What would happen if a person subject to such a Scope of Practice acts, or is permitted or directed to act, outside of that scope, and in doing so, a patient is harmed? In the example above, suppose that the person deciding on and implementing the management of the patient with the airway problem was in fact an Anaesthesia Associate and that acting autonomously in such a potentially serious situation was outside the Scope of Practice set by the Royal College. The patient or their family might then proceed to take action for medical negligence against the AA, the supervisor and the employer.
When the case comes to court, the main bone of contention could be whether acting beyond the Scope of Practice amounts to conduct falling below the standard expected of a reasonably competent AA. If so, how much weight is the judge likely to attach to it? Does acting outside the Scope complicate or aggravate the situation?

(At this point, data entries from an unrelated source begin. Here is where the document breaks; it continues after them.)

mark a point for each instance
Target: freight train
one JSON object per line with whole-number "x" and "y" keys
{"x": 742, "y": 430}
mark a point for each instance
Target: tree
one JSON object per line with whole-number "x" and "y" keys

What might a judge decide?
It is difficult to imagine that a judge would not consider all of these issues fundamental to their decision-making. A Scope of Practice from a professional body is unlikely to have been carelessly or flippantly constructed; it will have been considered and drawn up by experts in the discipline, put out for consultation and review, and amended and re-amended before it is issued. It will have at its heart the protection of patients and will aim to uphold the highest standards of clinical practice. I cannot see that any judge could reasonably fail to take account of that.

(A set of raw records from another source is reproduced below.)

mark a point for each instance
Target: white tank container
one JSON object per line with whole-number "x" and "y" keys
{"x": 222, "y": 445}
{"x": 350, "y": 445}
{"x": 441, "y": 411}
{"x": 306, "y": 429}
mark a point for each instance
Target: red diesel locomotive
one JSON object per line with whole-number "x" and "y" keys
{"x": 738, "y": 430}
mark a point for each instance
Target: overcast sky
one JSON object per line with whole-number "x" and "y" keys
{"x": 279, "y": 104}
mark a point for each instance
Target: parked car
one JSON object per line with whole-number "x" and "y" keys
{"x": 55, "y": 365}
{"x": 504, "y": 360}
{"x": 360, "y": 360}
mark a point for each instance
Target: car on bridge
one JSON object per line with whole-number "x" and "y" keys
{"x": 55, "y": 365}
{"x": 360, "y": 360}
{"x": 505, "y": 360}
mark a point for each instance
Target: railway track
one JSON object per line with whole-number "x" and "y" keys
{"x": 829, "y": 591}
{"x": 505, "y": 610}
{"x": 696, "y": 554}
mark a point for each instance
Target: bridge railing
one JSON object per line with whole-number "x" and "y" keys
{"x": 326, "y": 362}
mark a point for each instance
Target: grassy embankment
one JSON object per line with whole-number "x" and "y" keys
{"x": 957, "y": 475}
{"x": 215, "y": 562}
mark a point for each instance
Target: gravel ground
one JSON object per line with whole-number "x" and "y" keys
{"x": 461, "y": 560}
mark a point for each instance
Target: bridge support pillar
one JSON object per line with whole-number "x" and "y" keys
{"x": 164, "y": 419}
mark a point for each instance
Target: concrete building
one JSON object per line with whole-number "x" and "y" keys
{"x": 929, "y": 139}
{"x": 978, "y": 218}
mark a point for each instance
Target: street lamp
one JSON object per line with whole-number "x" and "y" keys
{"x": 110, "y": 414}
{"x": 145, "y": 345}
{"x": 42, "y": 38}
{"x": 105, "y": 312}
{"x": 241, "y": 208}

This means in my view that, in an appropriate case, a judge is highly likely to take account of the content of the College Scope and to use it to assess the standards of conduct expected of those subject to it. It will of course not be the only relevant consideration, but it is difficult to conceive of an instance where it would not be influential.

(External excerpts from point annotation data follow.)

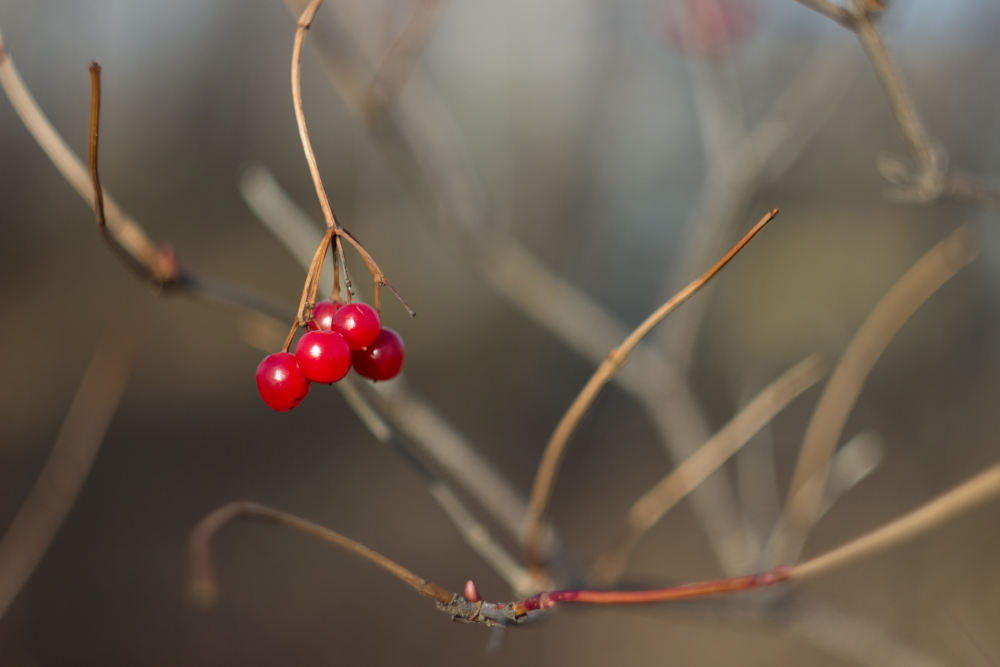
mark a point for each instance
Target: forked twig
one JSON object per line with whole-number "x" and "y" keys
{"x": 931, "y": 179}
{"x": 50, "y": 500}
{"x": 202, "y": 588}
{"x": 915, "y": 286}
{"x": 655, "y": 503}
{"x": 556, "y": 447}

It is likely that opposing voices will be heard: those who think the scope is wrong or inappropriate, is too restrictive, or does not take account of individual training or competence (something which in reality no scope can feasibly do). However, if the judge views the scope as having a pivotal role in their decision-making, it may ultimately not matter that there are opposing views
Of course, these matters are rarely straightforward; the evidence is unlikely to be equally balanced – one body of opinion, whether it relates to medical treatment or to the relevance of a Scope of Practice, may carry more weight than another.
But in my opinion, and with all appropriate caveats that implies, in an appropriate case, the views of the Royal Colleges, upholding the boundaries and integrity of their respective disciplines, are likely to hold considerable sway in any legal action of this kind. This may well outweigh the views of an individual, a group of clinicians, or a generalist medical organisation.
Note: These comments represent my personal views only. I have researched and taught in this general legal area, but I do not hold myself out as an expert. I do not give legal advice and nothing written here should be interpreted as such. Anyone involved in a medical negligence or other legal matter should seek advice from a specialist solicitor, Union or professional body.